# SpeechT5 
Along with processor object used for tokenization and feature extraction

In [4]:
from transformers import SpeechT5Processor, SpeechT5ForTextToSpeech
from datasets import load_dataset
import torch

In [2]:
processor = SpeechT5Processor.from_pretrained("microsoft/speecht5_tts")
model = SpeechT5ForTextToSpeech.from_pretrained("microsoft/speecht5_tts")

In [3]:
inputs = processor(text="Don't count the days, make the days count.", return_tensors="pt")

In [5]:
embeddings_dataset = load_dataset("Matthijs/cmu-arctic-xvectors", split="validation")
speaker_embeddings = torch.tensor(embeddings_dataset[7306]["xvector"]).unsqueeze(0)

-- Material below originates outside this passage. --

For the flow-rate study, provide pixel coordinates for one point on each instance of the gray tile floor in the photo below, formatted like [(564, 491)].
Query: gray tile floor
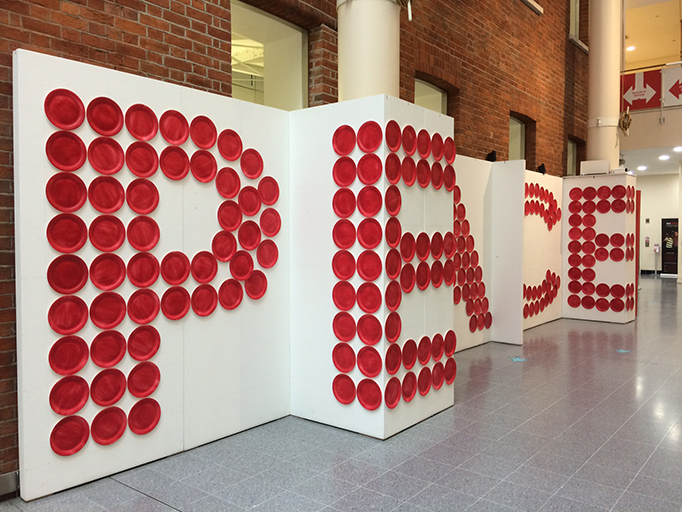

Xet Storage is enabled for this repo, but the 'hf_xet' package is not installed. Falling back to regular HTTP download. For better performance, install the package with: `pip install huggingface_hub[hf_xet]` or `pip install hf_xet`
Generating validation split: 100%|███████████████████████████████████████| 7931/7931 [00:00<00:00, 82570.53 examples/s]


The speaker embedding is a tensor of shape (1, 512). This particular speaker embedding describes a female voice.

In [6]:
spectrogram = model.generate_speech(inputs["input_ids"], speaker_embeddings)

This outputs a tensor of shape (140, 80) containing a log mel spectrogram. The first dimension is the sequence length, and it may vary between runs as the speech decoder pre-net always applies dropout to the input sequence. This adds a bit of random variability to the generated speech.

In [8]:
from transformers import SpeechT5HifiGan
# loading vocoder
vocoder = SpeechT5HifiGan.from_pretrained("microsoft/speecht5_hifigan")

In [9]:
# converts to speech waveform
speech = model.generate_speech(inputs["input_ids"], speaker_embeddings, vocoder=vocoder)

In [10]:
from IPython.display import Audio

Audio(speech, rate=16000)

# Bark

In [11]:
from transformers import BarkModel, BarkProcessor

model = BarkModel.from_pretrained("suno/bark-small")
processor = BarkProcessor.from_pretrained("suno/bark-small")

In [None]:
# add a speaker embedding
inputs = processor("This is a test!", voice_preset="v2/en_speaker_3")

speech_output = model.generate(**inputs).cpu().numpy()

In [None]:
# try it in French, let's also add a French speaker embedding
inputs = processor("C'est un test!", voice_preset="v2/fr_speaker_1")

speech_output = model.generate(**inputs).cpu().numpy()

In [None]:
inputs = processor(
    "[clears throat] This is a test ... and I just took a long pause.",
    voice_preset="v2/fr_speaker_1",
)

speech_output = model.generate(**inputs).cpu().numpy()

In [None]:
input_list = [
    "[clears throat] Hello uh ..., my dog is cute [laughter]",
    "Let's try generating speech, with Bark, a text-to-speech model",
    "♪ In the jungle, the mighty jungle, the lion barks tonight ♪",
]

# also add a speaker embedding
inputs = processor(input_list, voice_preset="v2/en_speaker_3")

speech_output = model.generate(**inputs).cpu().numpy()

In [None]:
from IPython.display import Audio

sampling_rate = model.generation_config.sample_rate
Audio(speech_output[0], rate=sampling_rate)

In [None]:
Audio(speech_output[1], rate=sampling_rate)

In [None]:
Audio(speech_output[2], rate=sampling_rate)

In [None]:
pip install git+https://github.com/huggingface/transformers.git

In [None]:
from transformers import VitsModel, VitsTokenizer

model = VitsModel.from_pretrained("facebook/mms-tts-deu")
tokenizer = VitsTokenizer.from_pretrained("facebook/mms-tts-deu")

In [None]:
text_example = (
    "Ich bin Schnappi das kleine Krokodil, komm aus Ägypten das liegt direkt am Nil."
)

In [None]:
import torch

inputs = tokenizer(text_example, return_tensors="pt")
input_ids = inputs["input_ids"]


with torch.no_grad():
    outputs = model(input_ids)

speech = outputs["waveform"]

In [None]:
from IPython.display import Audio

Audio(speech, rate=16000)